9 + 1 Motivos para crearte un fondo de emergencias




El fondo de emergencias es un salvavidas financiero para casos de extrema necesidad. Aunque siempre  tendemos a pensar que las desgracias sólo le ocurren a los demás, lo cierto es que tal y como promulga la Ley de Murphy las desgracias nunca vienen solas. Imagínate por un momento en estas situaciones: 
  1. Hacen un ERE en tu empresa y te reducen jornada y salario a la mitad, o las ventas de tu negocio disminuyen un 50%
  2. Pierdes tu trabajo y se te acaba el paro o te ves obligado a cerrar tu negocio y empezar desde cero.
  3. Dejan de pagarte en la empresa, pero no puedes dejar de ir o perderías el derecho al paro y la indemnización. Si tienes un negocio uno de tus principales clientes te deja un 'pufo' importante pero tienes que continuar pagando tus impuestos y a tus proveedores si no quieres que te embarguen.
  4. Descubres que tu pareja te es infiel, y te tienes que mudar.
  5. Se te avería el coche o sufres un accidente y la reparación es costosa.
  6. Un embarazo no esperado.
  7. Caes enfermo y la Seguridad Social sólo cubre una parte del tratamiento.
  8. Se rompe un electrodoméstico, la caldera, una tubería... y la reparación es costosa.
  9. Un incendio, terremoto, huracán... de un día para otro puedes verte sin nada y el seguro tardará meses en indemnizarte.
Pero no sólo necesitas un fondo de emergencias para atender desgracias.
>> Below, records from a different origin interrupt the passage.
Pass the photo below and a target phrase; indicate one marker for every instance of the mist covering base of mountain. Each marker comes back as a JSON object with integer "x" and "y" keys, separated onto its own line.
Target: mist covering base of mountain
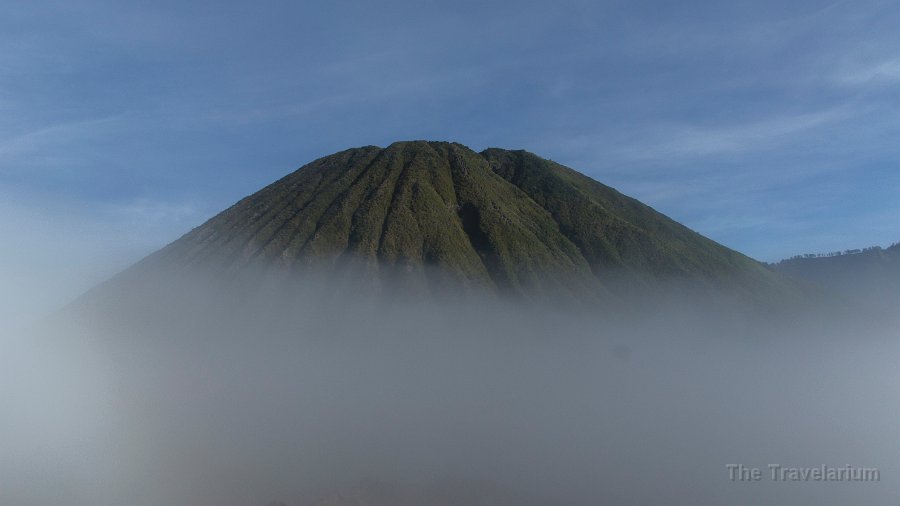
{"x": 312, "y": 400}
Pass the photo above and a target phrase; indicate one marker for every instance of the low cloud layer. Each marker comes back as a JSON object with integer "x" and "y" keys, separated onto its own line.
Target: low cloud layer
{"x": 542, "y": 407}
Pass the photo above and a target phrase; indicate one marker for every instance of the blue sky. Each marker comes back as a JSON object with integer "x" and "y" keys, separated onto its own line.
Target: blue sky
{"x": 769, "y": 126}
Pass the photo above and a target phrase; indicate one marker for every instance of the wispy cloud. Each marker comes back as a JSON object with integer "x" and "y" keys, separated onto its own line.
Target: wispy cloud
{"x": 882, "y": 72}
{"x": 688, "y": 141}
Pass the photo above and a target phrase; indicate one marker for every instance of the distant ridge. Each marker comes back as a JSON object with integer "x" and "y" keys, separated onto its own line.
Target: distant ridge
{"x": 870, "y": 276}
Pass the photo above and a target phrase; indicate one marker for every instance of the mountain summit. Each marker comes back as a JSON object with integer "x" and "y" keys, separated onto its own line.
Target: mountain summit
{"x": 437, "y": 214}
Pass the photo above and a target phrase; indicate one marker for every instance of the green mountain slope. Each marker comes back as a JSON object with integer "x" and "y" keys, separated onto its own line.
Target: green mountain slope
{"x": 429, "y": 215}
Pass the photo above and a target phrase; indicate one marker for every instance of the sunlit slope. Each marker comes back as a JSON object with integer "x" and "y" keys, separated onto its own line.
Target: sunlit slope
{"x": 437, "y": 214}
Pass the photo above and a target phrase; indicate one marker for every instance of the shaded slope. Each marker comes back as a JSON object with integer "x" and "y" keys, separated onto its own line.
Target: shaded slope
{"x": 430, "y": 215}
{"x": 868, "y": 277}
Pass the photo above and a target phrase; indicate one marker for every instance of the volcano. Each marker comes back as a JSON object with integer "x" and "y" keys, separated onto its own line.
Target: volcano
{"x": 422, "y": 217}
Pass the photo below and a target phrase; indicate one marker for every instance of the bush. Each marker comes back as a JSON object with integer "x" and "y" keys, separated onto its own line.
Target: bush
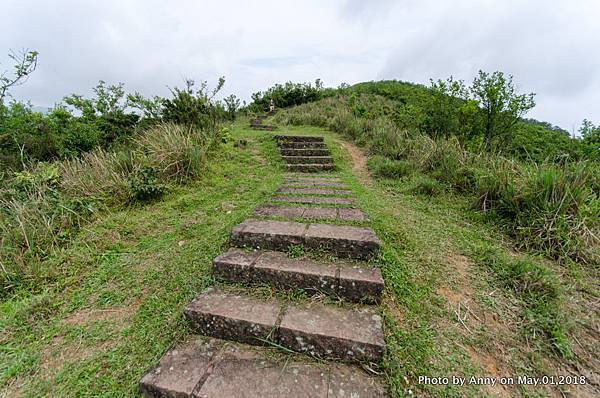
{"x": 177, "y": 152}
{"x": 424, "y": 185}
{"x": 288, "y": 94}
{"x": 538, "y": 289}
{"x": 549, "y": 207}
{"x": 41, "y": 206}
{"x": 144, "y": 185}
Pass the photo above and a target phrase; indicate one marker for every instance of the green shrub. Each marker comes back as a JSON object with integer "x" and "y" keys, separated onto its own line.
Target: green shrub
{"x": 537, "y": 288}
{"x": 424, "y": 185}
{"x": 552, "y": 208}
{"x": 178, "y": 152}
{"x": 286, "y": 95}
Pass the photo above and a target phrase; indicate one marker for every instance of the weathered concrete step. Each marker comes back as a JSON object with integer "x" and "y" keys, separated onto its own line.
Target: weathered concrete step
{"x": 340, "y": 279}
{"x": 313, "y": 200}
{"x": 296, "y": 178}
{"x": 310, "y": 168}
{"x": 315, "y": 183}
{"x": 308, "y": 159}
{"x": 301, "y": 145}
{"x": 305, "y": 152}
{"x": 345, "y": 334}
{"x": 298, "y": 138}
{"x": 343, "y": 240}
{"x": 207, "y": 367}
{"x": 310, "y": 213}
{"x": 314, "y": 191}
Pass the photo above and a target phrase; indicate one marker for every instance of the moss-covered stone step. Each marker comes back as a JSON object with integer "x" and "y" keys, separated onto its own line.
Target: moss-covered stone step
{"x": 298, "y": 138}
{"x": 301, "y": 145}
{"x": 313, "y": 200}
{"x": 313, "y": 191}
{"x": 308, "y": 159}
{"x": 347, "y": 280}
{"x": 310, "y": 168}
{"x": 342, "y": 240}
{"x": 202, "y": 366}
{"x": 310, "y": 213}
{"x": 338, "y": 333}
{"x": 305, "y": 152}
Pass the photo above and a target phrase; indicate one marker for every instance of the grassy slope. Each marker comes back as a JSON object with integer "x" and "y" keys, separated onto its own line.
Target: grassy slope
{"x": 129, "y": 275}
{"x": 132, "y": 271}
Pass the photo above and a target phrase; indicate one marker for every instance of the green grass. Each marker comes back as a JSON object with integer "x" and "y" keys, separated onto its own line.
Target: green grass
{"x": 126, "y": 277}
{"x": 146, "y": 262}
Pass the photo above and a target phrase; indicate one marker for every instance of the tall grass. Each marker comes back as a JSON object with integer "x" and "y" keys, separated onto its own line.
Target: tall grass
{"x": 550, "y": 208}
{"x": 46, "y": 203}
Imagina que encuentras una ganga irrepetible u oportunidad de negocio única, pero aún así el coste es importante. ¡Necesitas un fondo de emergencias!



¿Cuánto dinero debe tener un fondo de emergencias?

El suficiente que te permita vivir exclusivamente de él durante los meses o años que estimes necesarios. Puedes comenzar con un objetivo asequible y ponerte el reto de destinar una determinada cantidad cada mes a incrementar tu fondo de emergencias. Recuerda que la riqueza se mide en el número de meses que podrías vivir de tu fondo de emergencias dado el caso.



¿Dónde lo guardo?

Lo ideal es que tengas el dinero en una cuenta de alta remuneración y total disponibilidad. Aunque lo de 'alta remuneración' es una quimera hoy por hoy, por lo que nos conformaremos con un banco que no cobre comisiones y nos dé algo por nuestro dinero. A partir de una determinada cantidad puede destinarse a productos financieros menos líquidos como depósitos, renta fija e incluso conseguir mayor rentabilidad invirtiendo en fondos o ETF de baja comisión referenciados a índices de bolsa. Pero eso ya es carne para otro post.